O capítulo I, Das Medidas Integradas de Prevenção, traça diretrizes para a formação de políticas públicas voltadas a coibir ou prevenir este tipo de violência por meio de um conjunto articulado de ações entre União, Estados, Distritos Federal, Municípios e entes não governamentais.
O capítulo II, Da Assistência à Mulher em Situação de Violência Doméstica e Familiar, prevê medidas específicas de proteção ás vítimas, visando atendimento e intervenção de defesa, socorro e assistência em diversas áreas, dando ênfase á atenção social, à saúde e à esperança.
A preocupação em preservar a integridade física e psicológica da vítima deve ser sempre observada. Quando for constatada a necessidade de preservação da sua integridade a mulher poderá ser afastada do trabalho sem perder o seu emprego, conforme o parágrafo 2º do art.9º da referida lei. Assim, se ela for servidora pública terá acesso prioritário à remoção se precisar, e se trabalhar em iniciativa privada, a manutenção do vínculo empregatício será assegurada por até seis meses.
O último capítulo, Do Atendimento pela Autoridade Policial, disciplina a intervenção atendimento policial, voltados à segurança da vítima, pretendendo garantir, através da repressão penal, que será aplicada, apenas a condutas violentas tipificadas como crime.
A violência contra a mulher tem que ser entendida como uma questão de saúde pública. O Judiciário não pode arcar sozinho com isso. Trata-se de uma demanda multidisciplinar.
De acordo com a juíza e autora Adriana Ramos de Melo,

As Delegacias de Atendimento à Mulher (DEAM?s) devem ser verdadeiros centros de atendimento, com serviços integrados, tais como alimentação hospedagem para as vítimas em situação grave, acompanhamento médico e psicológica orientação jurídica e assistência social.

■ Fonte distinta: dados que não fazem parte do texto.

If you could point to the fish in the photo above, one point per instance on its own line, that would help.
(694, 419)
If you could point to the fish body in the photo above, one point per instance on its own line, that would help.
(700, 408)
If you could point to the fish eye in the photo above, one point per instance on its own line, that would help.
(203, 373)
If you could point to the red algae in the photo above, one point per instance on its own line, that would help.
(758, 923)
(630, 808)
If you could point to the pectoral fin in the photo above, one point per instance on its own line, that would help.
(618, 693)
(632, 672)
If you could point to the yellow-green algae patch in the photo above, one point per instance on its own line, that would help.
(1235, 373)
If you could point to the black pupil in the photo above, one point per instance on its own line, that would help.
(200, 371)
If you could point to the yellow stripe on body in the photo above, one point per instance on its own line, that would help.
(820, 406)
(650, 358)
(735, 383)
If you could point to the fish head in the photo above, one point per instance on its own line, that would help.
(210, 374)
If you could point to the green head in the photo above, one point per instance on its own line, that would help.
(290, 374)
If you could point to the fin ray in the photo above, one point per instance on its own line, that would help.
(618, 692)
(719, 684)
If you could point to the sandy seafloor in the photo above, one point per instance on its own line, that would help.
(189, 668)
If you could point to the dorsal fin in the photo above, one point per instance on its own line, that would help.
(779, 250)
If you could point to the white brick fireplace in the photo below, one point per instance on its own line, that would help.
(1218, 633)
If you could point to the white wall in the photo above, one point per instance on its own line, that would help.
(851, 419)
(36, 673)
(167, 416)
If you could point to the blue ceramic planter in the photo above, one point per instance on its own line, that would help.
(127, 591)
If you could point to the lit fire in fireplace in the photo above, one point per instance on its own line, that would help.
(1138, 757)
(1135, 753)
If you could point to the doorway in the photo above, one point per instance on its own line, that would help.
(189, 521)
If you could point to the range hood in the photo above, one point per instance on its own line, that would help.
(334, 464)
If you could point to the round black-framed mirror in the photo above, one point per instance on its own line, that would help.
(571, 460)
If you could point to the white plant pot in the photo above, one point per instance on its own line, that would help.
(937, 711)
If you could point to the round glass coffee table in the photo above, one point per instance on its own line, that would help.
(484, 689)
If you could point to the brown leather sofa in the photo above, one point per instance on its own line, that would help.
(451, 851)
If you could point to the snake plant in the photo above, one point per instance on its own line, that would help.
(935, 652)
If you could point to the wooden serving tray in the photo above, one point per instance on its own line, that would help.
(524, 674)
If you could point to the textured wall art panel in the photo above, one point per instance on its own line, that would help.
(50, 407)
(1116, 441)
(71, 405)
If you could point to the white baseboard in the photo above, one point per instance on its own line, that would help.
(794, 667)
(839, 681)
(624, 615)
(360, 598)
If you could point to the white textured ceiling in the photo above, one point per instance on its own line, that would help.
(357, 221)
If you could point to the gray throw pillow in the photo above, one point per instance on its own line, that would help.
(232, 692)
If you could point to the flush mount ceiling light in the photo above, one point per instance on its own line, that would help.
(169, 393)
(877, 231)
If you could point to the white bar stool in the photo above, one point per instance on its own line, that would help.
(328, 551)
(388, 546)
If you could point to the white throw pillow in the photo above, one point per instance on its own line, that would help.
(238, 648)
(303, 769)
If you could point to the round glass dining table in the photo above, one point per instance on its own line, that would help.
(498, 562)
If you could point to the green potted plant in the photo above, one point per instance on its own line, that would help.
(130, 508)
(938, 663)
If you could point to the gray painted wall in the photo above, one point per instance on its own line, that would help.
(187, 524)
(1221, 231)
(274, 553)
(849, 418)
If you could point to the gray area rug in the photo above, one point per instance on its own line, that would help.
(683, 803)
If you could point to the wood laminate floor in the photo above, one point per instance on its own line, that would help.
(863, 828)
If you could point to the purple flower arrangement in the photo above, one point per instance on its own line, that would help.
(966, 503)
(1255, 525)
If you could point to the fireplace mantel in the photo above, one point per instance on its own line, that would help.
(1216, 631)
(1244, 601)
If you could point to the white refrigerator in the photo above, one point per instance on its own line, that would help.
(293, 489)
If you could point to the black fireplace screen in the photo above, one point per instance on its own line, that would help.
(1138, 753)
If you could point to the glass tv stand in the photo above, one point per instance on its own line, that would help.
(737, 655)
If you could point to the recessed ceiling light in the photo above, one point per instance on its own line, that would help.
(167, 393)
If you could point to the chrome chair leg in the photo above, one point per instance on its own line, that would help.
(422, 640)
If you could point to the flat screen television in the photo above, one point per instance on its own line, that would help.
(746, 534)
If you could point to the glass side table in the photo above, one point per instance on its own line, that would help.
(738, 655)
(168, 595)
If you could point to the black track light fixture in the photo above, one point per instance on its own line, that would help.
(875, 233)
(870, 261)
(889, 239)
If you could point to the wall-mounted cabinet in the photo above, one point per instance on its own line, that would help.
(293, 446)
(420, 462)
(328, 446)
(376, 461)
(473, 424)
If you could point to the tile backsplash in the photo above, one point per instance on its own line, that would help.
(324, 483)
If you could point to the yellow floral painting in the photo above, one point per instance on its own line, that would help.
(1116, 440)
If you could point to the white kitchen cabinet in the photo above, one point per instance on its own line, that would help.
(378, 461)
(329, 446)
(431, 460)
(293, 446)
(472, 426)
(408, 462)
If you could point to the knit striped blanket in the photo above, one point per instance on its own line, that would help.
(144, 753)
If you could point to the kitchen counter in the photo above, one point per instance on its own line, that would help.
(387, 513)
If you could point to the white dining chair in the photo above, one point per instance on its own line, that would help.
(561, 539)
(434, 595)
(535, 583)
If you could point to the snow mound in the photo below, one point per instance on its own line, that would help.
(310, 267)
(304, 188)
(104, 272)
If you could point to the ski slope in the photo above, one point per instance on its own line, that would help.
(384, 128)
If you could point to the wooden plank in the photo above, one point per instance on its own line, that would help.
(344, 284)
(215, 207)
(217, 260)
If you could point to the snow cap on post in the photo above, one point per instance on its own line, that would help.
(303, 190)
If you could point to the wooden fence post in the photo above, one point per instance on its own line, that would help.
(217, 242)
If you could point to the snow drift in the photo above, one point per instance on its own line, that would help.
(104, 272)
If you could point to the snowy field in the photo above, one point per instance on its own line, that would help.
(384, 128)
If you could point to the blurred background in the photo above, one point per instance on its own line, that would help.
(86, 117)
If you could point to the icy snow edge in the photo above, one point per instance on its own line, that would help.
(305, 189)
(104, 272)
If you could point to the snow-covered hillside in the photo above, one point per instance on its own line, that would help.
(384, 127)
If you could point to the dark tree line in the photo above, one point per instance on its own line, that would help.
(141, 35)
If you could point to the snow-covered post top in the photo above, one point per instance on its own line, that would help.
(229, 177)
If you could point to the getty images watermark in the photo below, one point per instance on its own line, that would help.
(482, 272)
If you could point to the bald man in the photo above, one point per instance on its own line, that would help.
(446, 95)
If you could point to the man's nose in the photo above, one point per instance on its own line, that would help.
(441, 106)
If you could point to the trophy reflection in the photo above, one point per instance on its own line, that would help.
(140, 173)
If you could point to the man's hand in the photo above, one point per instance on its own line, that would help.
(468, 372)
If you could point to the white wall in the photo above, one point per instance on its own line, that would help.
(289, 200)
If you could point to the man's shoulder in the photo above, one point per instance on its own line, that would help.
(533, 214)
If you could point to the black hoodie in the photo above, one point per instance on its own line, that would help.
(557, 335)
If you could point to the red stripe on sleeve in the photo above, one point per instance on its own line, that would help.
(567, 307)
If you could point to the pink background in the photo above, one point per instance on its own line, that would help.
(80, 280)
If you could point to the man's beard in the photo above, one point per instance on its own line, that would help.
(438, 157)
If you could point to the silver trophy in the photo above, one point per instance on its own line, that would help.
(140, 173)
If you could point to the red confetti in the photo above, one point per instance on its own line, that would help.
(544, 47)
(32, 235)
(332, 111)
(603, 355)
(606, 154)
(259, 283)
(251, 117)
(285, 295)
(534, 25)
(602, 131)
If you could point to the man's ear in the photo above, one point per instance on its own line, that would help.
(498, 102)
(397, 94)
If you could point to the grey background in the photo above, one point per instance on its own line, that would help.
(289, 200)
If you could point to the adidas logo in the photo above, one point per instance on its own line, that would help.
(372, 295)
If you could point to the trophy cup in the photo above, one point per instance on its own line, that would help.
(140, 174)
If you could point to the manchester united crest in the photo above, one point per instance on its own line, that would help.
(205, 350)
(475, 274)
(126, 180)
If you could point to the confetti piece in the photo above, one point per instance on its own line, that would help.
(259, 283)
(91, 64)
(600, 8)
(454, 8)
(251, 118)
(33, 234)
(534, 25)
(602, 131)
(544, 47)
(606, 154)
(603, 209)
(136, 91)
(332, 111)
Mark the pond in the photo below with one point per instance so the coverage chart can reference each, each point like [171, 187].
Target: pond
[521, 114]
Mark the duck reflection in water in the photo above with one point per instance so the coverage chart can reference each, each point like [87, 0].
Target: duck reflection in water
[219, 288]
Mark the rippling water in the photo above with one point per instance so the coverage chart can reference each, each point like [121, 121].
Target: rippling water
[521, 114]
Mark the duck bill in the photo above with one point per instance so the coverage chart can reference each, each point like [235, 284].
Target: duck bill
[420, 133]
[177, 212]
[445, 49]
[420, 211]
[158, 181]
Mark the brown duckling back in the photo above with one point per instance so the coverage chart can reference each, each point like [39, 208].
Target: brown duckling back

Nesse quadro, o trabalho do juiz é voltado para o social. O magistrado não pode ficar preocupado tão somente em resolver o processo, mas sim, com o que esta por trás, ouvindo a família e buscando perceber o que eles realmente esperam do Judiciário.

CAPÍTULO III

O QUE MUDOU COM A NOVA LEI

3.1 INOVAÇÕES TRAZIDAS PELA LEI Nº. 11.340.06

3.1.1 Lei específica e criação dos juizados

O art. 1º da Lei nº. 11.340/06 esclarece que a Lei Maria da Penha cria mecanismos para coibir e prevenir a violência doméstica e familiar contra a mulher, como também dispõe sobre a criação dos Juizados, estabelecendo medidas de assistência e proteção às mulheres em situação de violência.
Esta lei trouxe muitos avanços significativos, como a criação de mecanismos de intervenção preventiva, repressiva e assistencial, a fim de assegurar a integridade física, psíquica, sexual, moral e patrimonial da mulher.
Os Juizados poderão ser criados pela União, no Distrito Federal, nos Territórios e pelos Estados que contarão com uma equipe de atendimento multidisciplinar, a ser integrada por profissionais especializados nas áreas psicossocial, jurídica e de saúde, segundo art. 29, assim como a implantação de curadorias necessárias e do serviço de assistência judiciária.
As Varas Criminais acumularão as competências cível e criminal para conhecer e julgar as causas decorrentes de tal violência enquanto não forem estruturados os Juizados Especiais. Inclusive, estes crimes terão direito de preferência para o processo e julgamento das causas de violência doméstica.

3.1.2 Formas de Violência

Antes do advento da Lei Maria da Penha, não se estabelecia as formas de violência doméstica. Porém, esta lei se preocupou em ser taxativa no tocante a estas formas, especificando-as como sendo: física, sexual, psicológica, moral e patrimonial.
Importante observar o termo "entre outras" trazido no caput do art. 7 º, provando que este rol não é exaustivo, podendo haver o reconhecimento de outras ações que configurem o crime de violência doméstica.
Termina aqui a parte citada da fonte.